Answer:
Question 7
Domain: (-2,3]
Range: (1,4]
Question 8
a) No
b) x=4 and x=-2
c) (0,3)
d) (3,0) and (-1,0)
Explanation:
Question 7
Domain refers to the span of x-values that a function encompasses. We can see from the graph that the lowest x value is -2 and the highest one is 3, and we also note the open circle at x=-2 (meaning x=-2 itself isn't included, which we note using curved brackets) and the closed circle at x=3 (meaning x=3 itself is included, which we note using square brackets). This leaves us with a domain of (-2,3]
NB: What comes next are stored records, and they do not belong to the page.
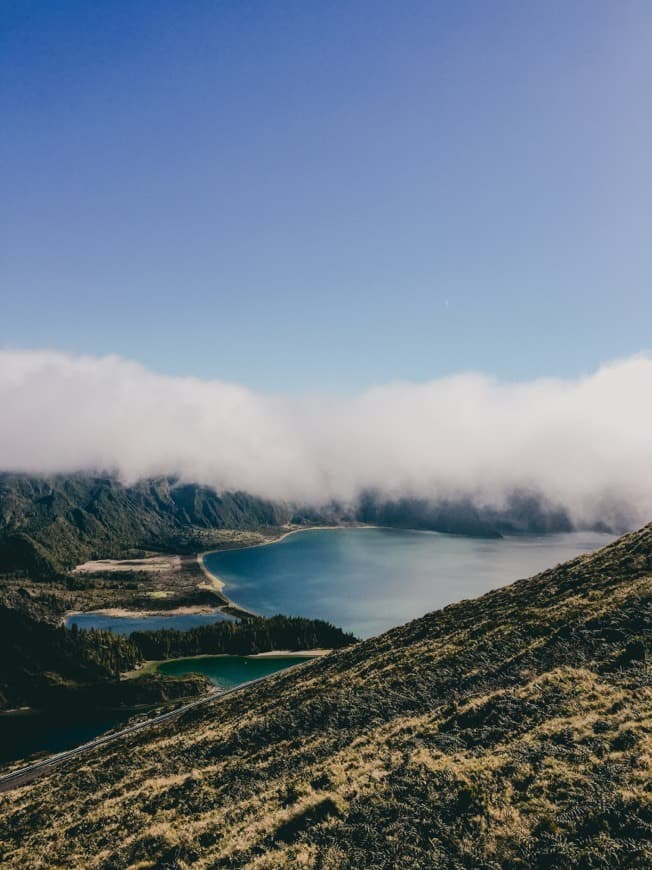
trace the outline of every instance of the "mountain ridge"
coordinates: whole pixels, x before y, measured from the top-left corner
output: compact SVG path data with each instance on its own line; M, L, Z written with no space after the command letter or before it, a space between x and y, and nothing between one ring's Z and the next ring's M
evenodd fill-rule
M168 477L127 485L106 475L0 472L0 573L48 577L134 549L192 553L223 545L216 533L225 529L278 531L288 524L342 522L475 537L574 528L564 508L527 492L513 493L502 508L461 497L387 498L370 491L352 506L310 507L218 493ZM602 531L608 528L600 525Z

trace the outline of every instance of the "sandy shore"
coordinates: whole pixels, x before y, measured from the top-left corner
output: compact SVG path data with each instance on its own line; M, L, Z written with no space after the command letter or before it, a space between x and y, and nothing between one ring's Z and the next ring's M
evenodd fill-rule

Range meanwhile refers to the span of y-values that a function encompasses. We can see from the graph that the lowest y value is 1 and the highest one is 4, and we also note the open circle at y=1 (meaning y=1 itself isn't included, which we note using curved brackets) and the closed circle at y=4 (meaning y=4 itself is included, which we note using square brackets). This leaves us with a range of (1,4]
Question 8
a)
If the point (1,-3) is on the graph, then subbing 1 in for x and -3 in for f(x) should equate:
f(x)=x²-2x-3
-3=1²-2(1)-3?
-3=1-2-3?
-3=-4?
Since this doesn't equate, we can say the point is not on the line.
b)
The condition is that (x,5) is on the graph, so let's sub 5 in for f(x):
f(x)=x²-2x-3
5=x²-2x-3
x²-2x-8=0
(x-4)(x+2)=0
x=4 and x=-2
c)
The y-intercept is the point(s) at which the graph crosses the y-axis, ie where x=0, so to find it we sub 0 in for x:
f(x)=x²-2x-3
f(0)=0²-2(0)-3=-3
Therefore the y-intercept is (0,3)
d)
The c-intercept is the point(s) at which the graph crosses the x-axis, ie where y=0, so to find it we sub 0 in for f(x):
f(x)=x²-2x-3
0=x²-2x-3
(x-3)(x+1)=0
x=3 and x=-1
Therefore the x-intercepts are (3,0) and (-1,0)